Townstone Financial is being pursued by the Consumer Financial Protection Bureau for comments made by Townstone owner Barry Sturner on the Townstone Financial Show—a weekly radio program and podcast.
“The CFPB is pursuing a radical racial equity agenda at the expense of separation of powers and freedom of speech,” the Pacific Legal Foundation said in its defense of Sturner. “Government agencies can neither claim power they’re not authorized to have, nor abuse their authority to inject social agendas into the business practices of an entire industry. Doing so runs roughshod over constitutional protections for speech and the economic liberty of legitimate businesses.”
An editorial in the Wall Street Journal notes the lawsuit is aimed at silencing the critics of Chicago’s crime problem.
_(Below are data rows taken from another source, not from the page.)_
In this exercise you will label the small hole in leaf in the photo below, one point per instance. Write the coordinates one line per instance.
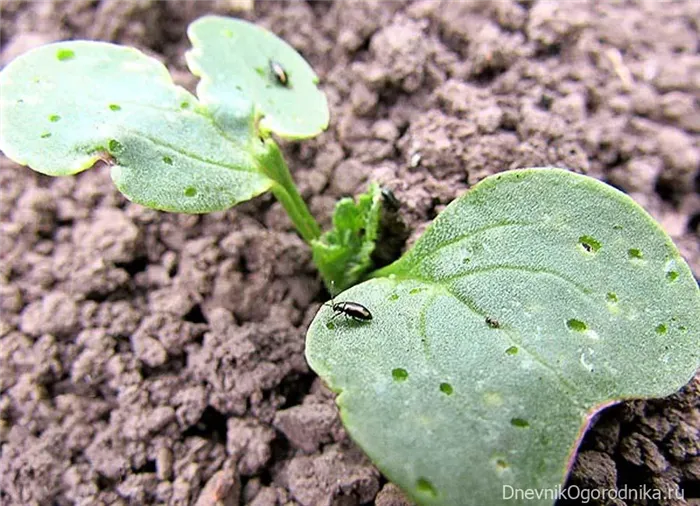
(576, 325)
(423, 486)
(399, 374)
(589, 244)
(65, 54)
(114, 146)
(446, 388)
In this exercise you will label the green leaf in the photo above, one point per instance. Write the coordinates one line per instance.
(531, 302)
(236, 61)
(342, 254)
(65, 106)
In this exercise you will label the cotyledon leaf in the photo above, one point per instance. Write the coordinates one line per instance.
(239, 61)
(65, 106)
(531, 302)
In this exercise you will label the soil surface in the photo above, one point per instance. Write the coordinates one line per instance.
(152, 358)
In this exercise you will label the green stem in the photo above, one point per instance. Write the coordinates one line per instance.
(273, 165)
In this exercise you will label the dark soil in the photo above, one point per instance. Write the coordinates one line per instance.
(151, 358)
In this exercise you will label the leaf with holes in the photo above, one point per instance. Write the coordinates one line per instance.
(533, 301)
(67, 105)
(343, 254)
(240, 63)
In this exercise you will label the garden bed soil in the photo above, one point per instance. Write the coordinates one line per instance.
(152, 358)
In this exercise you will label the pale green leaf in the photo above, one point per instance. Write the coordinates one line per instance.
(236, 62)
(532, 301)
(65, 106)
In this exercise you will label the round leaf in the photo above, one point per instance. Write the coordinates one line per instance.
(65, 106)
(532, 301)
(241, 63)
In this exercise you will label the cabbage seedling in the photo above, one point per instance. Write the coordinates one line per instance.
(68, 105)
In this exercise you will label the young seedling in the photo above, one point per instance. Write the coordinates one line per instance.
(68, 105)
(531, 302)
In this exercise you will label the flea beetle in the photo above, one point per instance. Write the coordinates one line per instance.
(279, 72)
(353, 310)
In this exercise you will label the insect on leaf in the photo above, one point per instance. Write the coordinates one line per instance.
(241, 63)
(531, 302)
(65, 106)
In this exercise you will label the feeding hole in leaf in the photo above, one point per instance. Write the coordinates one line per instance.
(399, 374)
(423, 486)
(576, 325)
(589, 244)
(65, 54)
(501, 464)
(114, 146)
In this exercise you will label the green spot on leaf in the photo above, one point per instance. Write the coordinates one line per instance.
(64, 54)
(589, 244)
(399, 374)
(425, 487)
(576, 325)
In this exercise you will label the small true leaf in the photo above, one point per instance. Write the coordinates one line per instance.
(342, 254)
(239, 63)
(65, 106)
(522, 392)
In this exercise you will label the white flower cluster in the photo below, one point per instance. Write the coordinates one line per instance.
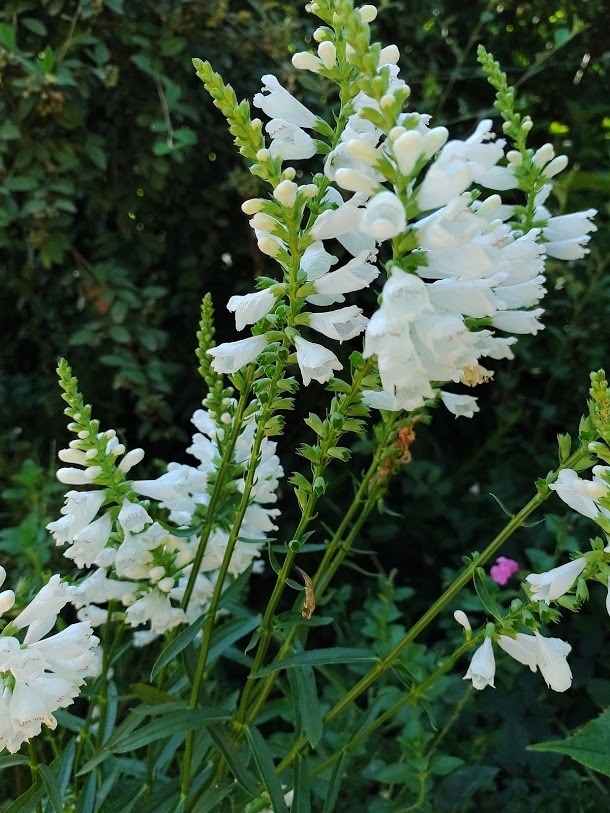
(136, 560)
(547, 654)
(468, 261)
(39, 675)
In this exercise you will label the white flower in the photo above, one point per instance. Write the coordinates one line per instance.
(460, 163)
(133, 517)
(232, 356)
(90, 541)
(41, 613)
(79, 509)
(342, 324)
(384, 216)
(551, 657)
(44, 674)
(519, 321)
(358, 273)
(522, 648)
(482, 666)
(316, 362)
(289, 142)
(462, 619)
(579, 494)
(554, 583)
(460, 405)
(156, 607)
(470, 297)
(278, 103)
(250, 308)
“The foundation and other attorneys for Townstone have argued in federal court that the CFPB’s action violates the First Amendment right to free speech and exceeds the agency’s authority under the Equal Credit Opportunity Act,” John Berlau, director of finance policy at the Competitive Enterprise Institute, and Stone Washington wrote in a Wall Street Journal editorial on the lawsuit.
The editorial goes further. The writers stated that "The CFPB’s action against Townstone is concerning for many reasons. Chief among them is the lawsuit’s blatant attempt to apply antidiscrimination laws to a speech made to a general audience in a mass-media venue rather than to individual customers or employees in a workplace. The Pacific Legal Foundation, a public-interest law group representing Townstone, warns in a legal brief that this approach to enforcement “would arrogate to the CFPB the authority to censor speech.”
Sturner is being accused by the CFPB of making “statements that would discourage African-American prospective applicants from applying for mortgage loans,” according to the complaint. Allegedly, he violated the Equal Credit Opportunity Act.
In its initial filing against Townstone and Sturner, the CFPB alleged that “Townstone’s CEO stated that the South Side of Chicago between Friday and Monday is “hoodlum weekend” and that the police are ‘the only ones between that turning into a real war zone and keeping it where it’s kind of at.”
The CFPB’s lawsuit was dismissed on Feb. 3 by federal Judge Franklin U. Valderrama in the Northern District of Illinois. Still, the CFPB has appealed that ruling.